The South Stream Pipeline and the Environmental Factor

The South Stream pipeline project is a complex technical endeavor which entails a wide array of factors, including that of environmental protection.
The present assessment concerning South Stream’s environmental impact reveals opposing views from multiple actors vying for answers, concessions and influence alike.

Furthermore, the South Stream project in terms of environmental research lacks any detailed scrutiny, from either state authorities or civil organizations. This lack could be attributed to the fact that the project is still in the early stages of preparation.

The president of the Committee of the Black Sea Regional Energy Center (BSREC) and also director at the Center for Energy Policy & Development in Greece, Prof. Dimitris Mavrakis, holds an optimist view concerning the environmental viability of the project.

According to him, “Laying pipelines in the sea bed, either for developing subsea fields or for natural gas transportation is a common practice in our days.”
Moreover, he explains that “the exploitation of North Sea natural gas reserves has led to the development of a dense network of subsea pipelines, without negative environmental implications, and the same applies for the Mediterranean Sea”.

Mavrakis’ overall final conclusion is that “South Stream does not include any environmental risks, as experience has shown from previous pipelines already deployed’.

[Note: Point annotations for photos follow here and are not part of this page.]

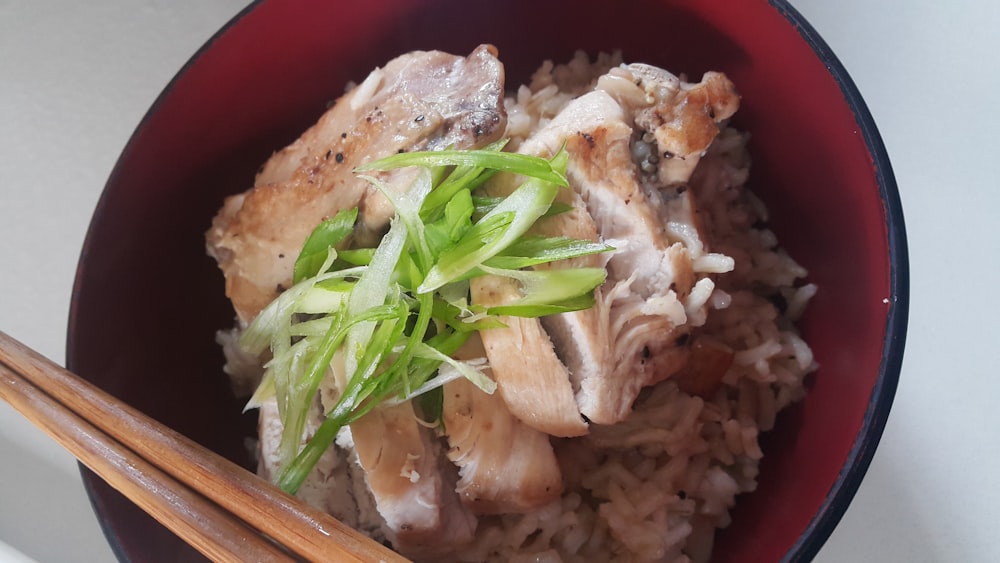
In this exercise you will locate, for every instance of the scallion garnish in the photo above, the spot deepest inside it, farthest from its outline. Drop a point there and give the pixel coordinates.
(398, 312)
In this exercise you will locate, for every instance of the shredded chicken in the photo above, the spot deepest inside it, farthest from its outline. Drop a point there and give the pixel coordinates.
(421, 100)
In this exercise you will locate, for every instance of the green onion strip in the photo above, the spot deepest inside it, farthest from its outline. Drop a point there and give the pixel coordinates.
(397, 313)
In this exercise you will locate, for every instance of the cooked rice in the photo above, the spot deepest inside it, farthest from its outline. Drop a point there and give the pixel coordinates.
(656, 486)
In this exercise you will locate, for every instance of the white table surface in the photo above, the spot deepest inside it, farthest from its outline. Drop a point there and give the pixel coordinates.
(76, 78)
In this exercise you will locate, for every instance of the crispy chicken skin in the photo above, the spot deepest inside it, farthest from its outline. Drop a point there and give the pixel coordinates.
(633, 142)
(421, 100)
(633, 139)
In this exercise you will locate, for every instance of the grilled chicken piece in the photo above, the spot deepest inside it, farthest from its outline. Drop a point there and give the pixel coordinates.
(532, 380)
(402, 467)
(421, 100)
(504, 465)
(633, 337)
(329, 486)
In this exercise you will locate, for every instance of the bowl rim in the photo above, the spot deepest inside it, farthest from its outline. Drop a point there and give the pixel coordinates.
(861, 454)
(859, 458)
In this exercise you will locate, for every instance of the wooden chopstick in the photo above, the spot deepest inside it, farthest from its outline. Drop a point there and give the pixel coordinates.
(211, 530)
(308, 532)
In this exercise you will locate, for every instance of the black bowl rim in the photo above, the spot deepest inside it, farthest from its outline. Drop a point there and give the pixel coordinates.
(859, 459)
(880, 402)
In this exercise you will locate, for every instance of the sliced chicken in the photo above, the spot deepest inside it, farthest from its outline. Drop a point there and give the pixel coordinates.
(331, 485)
(421, 100)
(504, 465)
(530, 378)
(402, 467)
(634, 336)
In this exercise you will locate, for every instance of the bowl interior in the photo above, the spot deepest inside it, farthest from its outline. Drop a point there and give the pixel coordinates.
(148, 300)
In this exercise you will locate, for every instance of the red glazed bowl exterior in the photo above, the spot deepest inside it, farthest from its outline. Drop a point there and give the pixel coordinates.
(147, 299)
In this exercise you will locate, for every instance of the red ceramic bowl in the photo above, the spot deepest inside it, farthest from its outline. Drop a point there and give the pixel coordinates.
(147, 299)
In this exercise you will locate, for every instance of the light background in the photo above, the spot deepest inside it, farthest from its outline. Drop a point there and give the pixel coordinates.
(77, 77)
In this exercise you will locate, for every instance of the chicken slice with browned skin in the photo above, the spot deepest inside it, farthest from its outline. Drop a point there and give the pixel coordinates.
(504, 465)
(421, 100)
(532, 380)
(413, 495)
(654, 293)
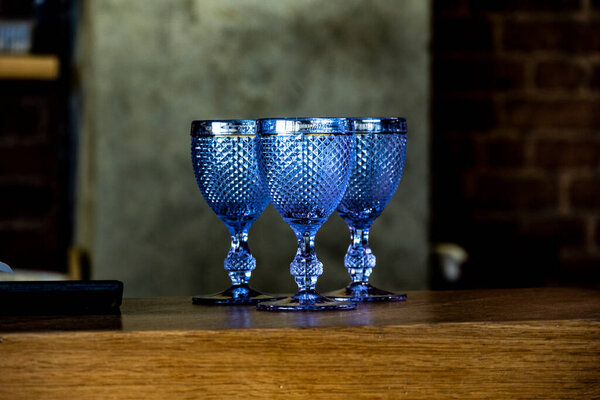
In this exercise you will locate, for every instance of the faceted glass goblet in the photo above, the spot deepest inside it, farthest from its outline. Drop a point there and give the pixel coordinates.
(379, 162)
(224, 160)
(305, 164)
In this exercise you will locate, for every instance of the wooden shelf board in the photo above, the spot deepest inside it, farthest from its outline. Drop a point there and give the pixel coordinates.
(29, 67)
(493, 344)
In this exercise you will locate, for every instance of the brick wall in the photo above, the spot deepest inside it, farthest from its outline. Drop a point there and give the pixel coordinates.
(516, 145)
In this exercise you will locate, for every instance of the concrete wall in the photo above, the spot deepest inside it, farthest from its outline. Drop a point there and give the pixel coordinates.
(150, 67)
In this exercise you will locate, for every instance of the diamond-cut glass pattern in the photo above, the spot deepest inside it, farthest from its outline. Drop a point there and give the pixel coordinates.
(306, 175)
(227, 175)
(376, 173)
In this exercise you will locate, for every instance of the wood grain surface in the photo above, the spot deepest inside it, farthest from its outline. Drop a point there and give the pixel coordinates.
(411, 351)
(29, 67)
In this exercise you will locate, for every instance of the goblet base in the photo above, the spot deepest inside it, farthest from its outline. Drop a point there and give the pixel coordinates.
(307, 300)
(236, 295)
(365, 292)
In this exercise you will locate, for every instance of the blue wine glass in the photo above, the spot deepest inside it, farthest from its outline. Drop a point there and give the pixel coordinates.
(376, 173)
(224, 160)
(305, 164)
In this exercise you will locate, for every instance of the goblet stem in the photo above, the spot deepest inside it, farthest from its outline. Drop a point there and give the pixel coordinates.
(239, 263)
(306, 267)
(359, 259)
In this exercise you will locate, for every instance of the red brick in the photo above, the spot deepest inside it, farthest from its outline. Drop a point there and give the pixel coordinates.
(553, 113)
(506, 153)
(515, 193)
(465, 75)
(525, 5)
(583, 269)
(559, 75)
(567, 153)
(463, 114)
(566, 36)
(585, 193)
(453, 153)
(557, 231)
(462, 34)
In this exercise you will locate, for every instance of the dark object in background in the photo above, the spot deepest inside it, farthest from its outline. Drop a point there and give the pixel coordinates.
(60, 297)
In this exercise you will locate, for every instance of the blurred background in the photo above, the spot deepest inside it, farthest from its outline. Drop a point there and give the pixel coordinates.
(501, 186)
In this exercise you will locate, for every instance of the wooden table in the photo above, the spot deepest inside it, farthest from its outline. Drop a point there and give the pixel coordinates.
(501, 344)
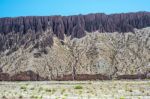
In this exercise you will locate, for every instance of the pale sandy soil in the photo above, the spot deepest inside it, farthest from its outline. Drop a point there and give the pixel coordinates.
(76, 90)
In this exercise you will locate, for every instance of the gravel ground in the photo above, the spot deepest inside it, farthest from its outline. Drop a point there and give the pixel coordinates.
(125, 89)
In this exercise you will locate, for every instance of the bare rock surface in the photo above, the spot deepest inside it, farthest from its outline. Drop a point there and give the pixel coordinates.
(82, 47)
(95, 56)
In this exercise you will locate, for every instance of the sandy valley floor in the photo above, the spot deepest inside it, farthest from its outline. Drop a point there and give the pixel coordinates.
(76, 90)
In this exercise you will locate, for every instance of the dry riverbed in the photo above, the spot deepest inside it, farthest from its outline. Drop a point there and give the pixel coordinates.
(76, 90)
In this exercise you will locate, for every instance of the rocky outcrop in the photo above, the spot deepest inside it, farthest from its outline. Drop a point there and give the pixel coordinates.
(22, 76)
(83, 47)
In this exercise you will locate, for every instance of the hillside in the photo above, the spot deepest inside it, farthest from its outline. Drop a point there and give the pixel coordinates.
(81, 47)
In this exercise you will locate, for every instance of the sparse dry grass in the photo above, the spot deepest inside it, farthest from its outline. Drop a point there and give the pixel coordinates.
(74, 90)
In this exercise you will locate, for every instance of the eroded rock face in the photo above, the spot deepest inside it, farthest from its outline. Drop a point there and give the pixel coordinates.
(22, 76)
(97, 55)
(84, 47)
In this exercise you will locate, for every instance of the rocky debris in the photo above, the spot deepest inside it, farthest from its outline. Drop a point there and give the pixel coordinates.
(4, 77)
(75, 47)
(22, 76)
(15, 32)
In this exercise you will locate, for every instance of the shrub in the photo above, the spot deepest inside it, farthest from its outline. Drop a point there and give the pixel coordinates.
(78, 87)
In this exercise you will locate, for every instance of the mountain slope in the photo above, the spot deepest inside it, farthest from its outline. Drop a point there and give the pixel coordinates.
(84, 47)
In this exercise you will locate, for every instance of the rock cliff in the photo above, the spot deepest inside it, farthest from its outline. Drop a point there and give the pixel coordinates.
(82, 47)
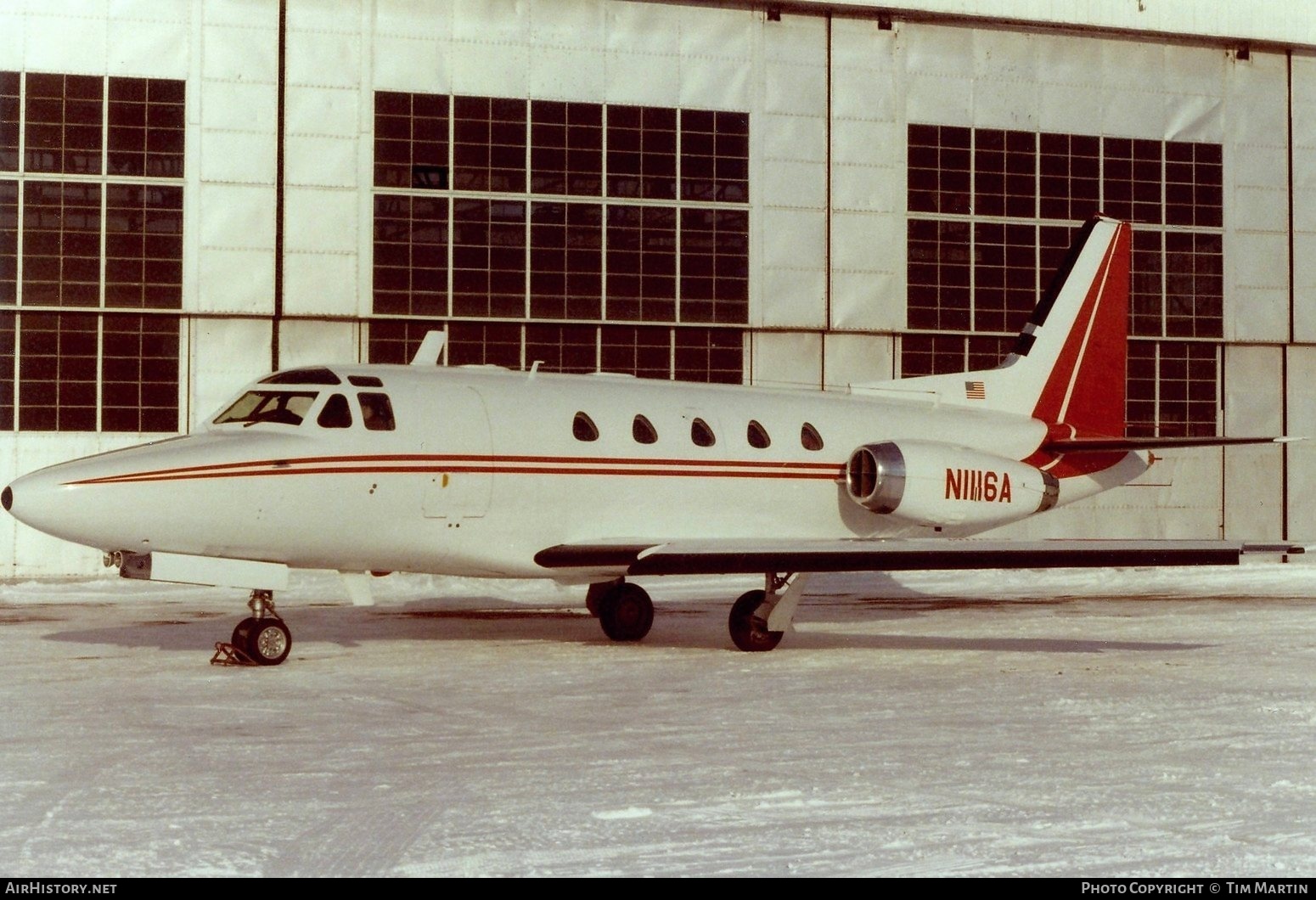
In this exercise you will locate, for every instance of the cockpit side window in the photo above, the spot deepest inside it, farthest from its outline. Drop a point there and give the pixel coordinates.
(310, 375)
(377, 412)
(278, 407)
(336, 413)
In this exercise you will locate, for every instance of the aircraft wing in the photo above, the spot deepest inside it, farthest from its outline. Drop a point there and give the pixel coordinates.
(731, 557)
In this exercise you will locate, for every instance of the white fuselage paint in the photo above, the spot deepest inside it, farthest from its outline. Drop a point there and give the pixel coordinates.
(483, 471)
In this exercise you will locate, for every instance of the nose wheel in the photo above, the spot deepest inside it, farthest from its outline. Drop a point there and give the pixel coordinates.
(262, 638)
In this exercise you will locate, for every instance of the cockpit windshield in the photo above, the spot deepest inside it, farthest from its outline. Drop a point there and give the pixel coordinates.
(279, 407)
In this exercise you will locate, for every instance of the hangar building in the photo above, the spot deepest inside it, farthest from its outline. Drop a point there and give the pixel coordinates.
(799, 194)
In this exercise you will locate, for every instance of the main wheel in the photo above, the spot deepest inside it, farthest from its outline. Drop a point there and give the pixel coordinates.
(626, 612)
(749, 629)
(268, 641)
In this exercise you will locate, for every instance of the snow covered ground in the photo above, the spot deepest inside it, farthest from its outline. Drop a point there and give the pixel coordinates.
(1103, 724)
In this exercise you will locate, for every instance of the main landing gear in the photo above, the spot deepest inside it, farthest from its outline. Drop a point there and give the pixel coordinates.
(258, 639)
(757, 622)
(624, 610)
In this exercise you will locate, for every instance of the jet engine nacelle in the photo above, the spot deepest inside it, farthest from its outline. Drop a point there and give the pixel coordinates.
(933, 483)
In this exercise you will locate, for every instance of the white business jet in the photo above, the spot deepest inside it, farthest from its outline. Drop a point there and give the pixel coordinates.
(590, 479)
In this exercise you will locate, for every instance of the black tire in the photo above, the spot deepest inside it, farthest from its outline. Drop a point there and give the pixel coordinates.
(749, 631)
(626, 612)
(268, 641)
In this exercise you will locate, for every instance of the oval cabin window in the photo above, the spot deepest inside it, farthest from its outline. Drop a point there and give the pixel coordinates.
(810, 437)
(336, 413)
(643, 430)
(583, 428)
(701, 435)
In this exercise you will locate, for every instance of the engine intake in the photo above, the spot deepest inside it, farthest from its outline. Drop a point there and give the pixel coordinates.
(936, 483)
(875, 475)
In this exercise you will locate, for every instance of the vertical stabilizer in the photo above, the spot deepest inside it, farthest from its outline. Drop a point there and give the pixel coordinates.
(1067, 368)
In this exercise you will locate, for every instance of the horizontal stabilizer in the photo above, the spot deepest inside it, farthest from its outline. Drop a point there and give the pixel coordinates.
(1105, 445)
(890, 555)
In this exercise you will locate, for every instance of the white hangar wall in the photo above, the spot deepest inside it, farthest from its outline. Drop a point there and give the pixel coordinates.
(830, 102)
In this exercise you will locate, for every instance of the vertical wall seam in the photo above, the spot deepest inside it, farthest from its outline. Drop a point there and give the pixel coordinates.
(278, 186)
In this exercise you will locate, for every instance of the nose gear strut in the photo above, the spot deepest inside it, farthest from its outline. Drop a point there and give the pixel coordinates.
(260, 639)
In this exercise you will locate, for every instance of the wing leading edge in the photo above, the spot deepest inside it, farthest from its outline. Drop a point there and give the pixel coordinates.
(847, 555)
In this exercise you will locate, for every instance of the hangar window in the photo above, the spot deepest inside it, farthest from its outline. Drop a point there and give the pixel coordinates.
(562, 347)
(411, 140)
(336, 412)
(643, 153)
(488, 258)
(145, 127)
(643, 430)
(583, 428)
(566, 148)
(976, 270)
(9, 83)
(488, 143)
(701, 435)
(641, 263)
(713, 265)
(90, 241)
(411, 256)
(566, 261)
(713, 155)
(555, 236)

The Italian partner in the project, ENI, has already released a press report underlying that the “strictest environmental criteria and the most advanced technologies will be carried out in cooperation with Gazprom”. The Italian branch of Greenpeace, according to the local media, hasn’t rejected the project in terms of its environmental prospects, though no definite report has been made by any Italian environmental organization so far.

On the other hand, there are those who objecting to the above by keeping a critical stance. According to the Moscow paper Kommersant, the press service of the Ukrainian Environmental Ministry has expressed that “the pipeline would require a close study and the conduct of a large-scale ecological assessment”.
For the moment, further information has not been made available by Kiev, though diplomatic sources in Athens confirm that Ukraine will bring up the environmental issue in the future, and that this will certainly exacerbate strains in its relations with Moscow.

Further, the Polish member of the European Parliament, Mrs. Urszula Gacek, has made her country’s reservations public by drafting a relevant question to the Commission in early 2008, stating that “South Stream [Pipeline] may have negative consequences concerning [the] Black Sea’s ecosystem”. The question was aimed at exploring the probabilities of an EU hand-out for South Stream, a development that hasn’t occurred so far.

In Greece in early September 2008, when the South Stream agreement was voted on by the Parliament, the Left-wing party of Syriza voted against it, citing environmental reasons and more specifically “Physical degradation of the environment in places where the pipeline is going to cross, including the internationally protected “Natura 2000” zones”.

Already the local authority of the scenic coastal Perdika region in Western Greece has proclaimed in an adamant manner that the construction of the pipeline traversing their territory, in combination with the creation of a natural gas compressor station, will “ruin their natural environment and damage extensively their well-formed tourist infrastructure”.

The members of the municipal board have claimed that the existence of a preparatory report concerning the environmental consequences by a faculty member of the Athens National Technical University, though the authorities of the School were not able to verify such for the time being.

The WWF branch in Greece agrees in principle that “Natural gas should be encouraged as an alternate form of energy in comparison to lignite, oil or stone coal,” but adds the caveat that the construction of the South Stream Pipeline should be “carefully assessed and become part of a public energy debate”.

Bulgarian NGO’s involved in environmental protection have not expressed their view on the project, but there are numerous weblogs, mostly by young university activists, calling against the construction of pipelines in general, citing environmental reasons. Similar resentment has largely come from residents of the port of Burgas, from where both South Stream and the Burgas-Alexandroupoli oil pipeline are projected to pass.